A Decade Later: Are We Far Afield From 'Fields v. Fields'?
It has been over a decade since the Court of Appeals issued its decision in 'Fields v. Fields,' relating to how courts would assess separate property claims. This article concludes that New York equitable distribution law does lend itself to "cookie-cutter legal principles," and continues to require a detailed evaluation of the facts to determine what is "equitable" in the context of each marriage.
January 07, 2021 at 10:00 AM
6 minute read
It has been just over a decade since the Court of Appeals issued its decision in Fields v. Fields, 15 N.Y.3d 158 (2010). Fields ignited a discussion about how courts would, going forward, assess separate property claims. More specifically, the decision in Fields indicated at least to some degree that perhaps some assets (namely, a marital home) are so fundamental to the concept of marriage as an economic partnership that a spouse's separate property claim to an asset of that sort—no matter how strong—would have its limits.

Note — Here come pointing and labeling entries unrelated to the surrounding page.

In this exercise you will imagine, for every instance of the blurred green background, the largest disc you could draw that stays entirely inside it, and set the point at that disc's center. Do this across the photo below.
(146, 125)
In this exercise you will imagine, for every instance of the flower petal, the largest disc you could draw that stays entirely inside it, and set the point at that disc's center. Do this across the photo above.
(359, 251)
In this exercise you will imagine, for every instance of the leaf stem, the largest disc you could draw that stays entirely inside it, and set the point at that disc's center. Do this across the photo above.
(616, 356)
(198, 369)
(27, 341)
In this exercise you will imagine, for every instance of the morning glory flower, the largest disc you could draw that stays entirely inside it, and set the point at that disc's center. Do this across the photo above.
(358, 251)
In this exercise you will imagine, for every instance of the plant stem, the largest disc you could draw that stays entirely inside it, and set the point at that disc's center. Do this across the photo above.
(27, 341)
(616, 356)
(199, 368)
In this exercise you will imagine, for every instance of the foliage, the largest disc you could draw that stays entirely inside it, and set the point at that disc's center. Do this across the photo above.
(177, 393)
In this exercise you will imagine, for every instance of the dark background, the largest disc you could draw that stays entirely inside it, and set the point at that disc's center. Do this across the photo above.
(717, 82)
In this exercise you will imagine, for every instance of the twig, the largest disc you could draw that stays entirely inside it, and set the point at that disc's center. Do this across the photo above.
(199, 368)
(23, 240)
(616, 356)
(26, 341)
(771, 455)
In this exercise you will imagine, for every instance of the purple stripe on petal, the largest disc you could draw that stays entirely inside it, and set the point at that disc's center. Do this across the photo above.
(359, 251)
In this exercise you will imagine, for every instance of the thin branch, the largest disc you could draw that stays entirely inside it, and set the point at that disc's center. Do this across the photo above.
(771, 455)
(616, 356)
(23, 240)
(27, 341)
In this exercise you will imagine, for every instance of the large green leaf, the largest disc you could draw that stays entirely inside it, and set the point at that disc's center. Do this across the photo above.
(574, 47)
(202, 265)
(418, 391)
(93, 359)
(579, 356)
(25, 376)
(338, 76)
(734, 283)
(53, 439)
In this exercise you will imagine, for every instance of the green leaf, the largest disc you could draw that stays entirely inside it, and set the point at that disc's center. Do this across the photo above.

The First Department's recent decision in Gorman v. Gorman, 2020 NY Slip Op 06053 (1st Dept. 2020) affirms an unequal division of another category of assets (brokerage accounts) that, like a marital home, might seem to be part and parcel of the marital relationship regardless of a party's separate property claims. But when you read Gorman, and the trial court's decision that came before it, together with the decision in Fields, it becomes clear that what Justice Victoria Graffeo (who wrote the opinion in Fields) said a decade ago still holds true: "there is no single template that directs how courts are to distribute a marital asset that was acquired, in part or in whole, with separate property funds." Fields, 15 N.Y.3d at 167-68.